Given the same inputs, you always get the same outputs.
Above, it's saying that iterating through the exact same HashMap may give different results at different times, even when you haven't changed anything. Usually that doesn't matter, but if it does, you should use a LinkedHashMap.

In an order which can be "determined" in advance.
Because of the way hashing works, the elements in the map are "scrambled" into arbitrary locations. The scrambling positions cannot easily be determined in advance -- they aren't determinable -- you don't know the resulting order.

In simpler terms: When you call keys(), values() or entrySet() you get back a collection, over which you can iterate. That line is saying you can't expect the order in which the iterator returns objects will be any particular order. Especially, it can be different from both the insertion order and the natural ordering by key values.
If you want the iterator to work in insertion order, use a LinkedHashMap. If you want to iterate by key value, use a TreeMap. Be aware that both of these have slightly worse performance than a plain HashMap, as they both have to do extra work to keep track of the order.

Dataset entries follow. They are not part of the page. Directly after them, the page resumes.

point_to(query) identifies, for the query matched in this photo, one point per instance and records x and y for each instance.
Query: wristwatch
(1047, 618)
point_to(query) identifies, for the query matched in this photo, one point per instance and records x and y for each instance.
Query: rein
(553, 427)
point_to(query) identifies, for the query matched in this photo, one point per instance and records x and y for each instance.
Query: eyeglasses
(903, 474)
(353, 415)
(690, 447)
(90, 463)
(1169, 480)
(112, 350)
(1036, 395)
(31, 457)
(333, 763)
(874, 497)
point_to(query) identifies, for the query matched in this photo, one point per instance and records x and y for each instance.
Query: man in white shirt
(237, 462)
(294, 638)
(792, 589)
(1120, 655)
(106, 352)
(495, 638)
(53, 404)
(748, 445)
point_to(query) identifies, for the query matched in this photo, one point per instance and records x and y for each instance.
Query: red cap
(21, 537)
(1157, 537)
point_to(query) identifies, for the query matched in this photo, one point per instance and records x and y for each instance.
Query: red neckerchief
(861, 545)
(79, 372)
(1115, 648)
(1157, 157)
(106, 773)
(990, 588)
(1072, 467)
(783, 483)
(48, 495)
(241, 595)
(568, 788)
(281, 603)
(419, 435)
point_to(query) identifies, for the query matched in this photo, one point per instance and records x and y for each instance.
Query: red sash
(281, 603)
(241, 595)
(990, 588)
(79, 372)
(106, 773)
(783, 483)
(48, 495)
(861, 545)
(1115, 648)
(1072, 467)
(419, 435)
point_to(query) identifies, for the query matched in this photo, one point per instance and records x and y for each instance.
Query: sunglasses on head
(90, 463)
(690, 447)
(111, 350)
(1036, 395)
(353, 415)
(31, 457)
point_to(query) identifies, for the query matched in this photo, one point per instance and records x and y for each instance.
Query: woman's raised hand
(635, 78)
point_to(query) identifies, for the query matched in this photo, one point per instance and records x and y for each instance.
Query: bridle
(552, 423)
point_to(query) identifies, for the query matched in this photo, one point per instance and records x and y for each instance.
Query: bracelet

Strictly speaking, HashMap iteration order is almost certainly not non-deterministic. Like the vast majority of computational processes, if you go through it exactly the same way, the results will be exactly the same. A truly non-deterministic system would incorporate some external random element, which is highly unlikely to be the case here. At least in most cases.
What they really mean, I think, is that just because the map contains a particular set of elements, you shouldn't expect that when you iterate over them they will come out in a particular order. That doesn't mean the order of iteration is random, it just means that as a developer you shouldn't bank on knowing what it is.
In most cases, the reason for this is that there will be some dependency on some implementation details that can vary from platform to platform, and/or on order of access. And the latter may in turn be determined by thread scheduling and event timing, which are innately unpredictable.
In most cases, on any individual platform and with the most common threading model -- a single threaded application -- if you always insert and delete a particular set of things in sequence X you will always get them out in sequence Y. It's just that Y will be so exactly dependent on X, and on the platform, that there's no point even thinking about what it's going to be.
Basically, even though it isn't random, it might just as well be.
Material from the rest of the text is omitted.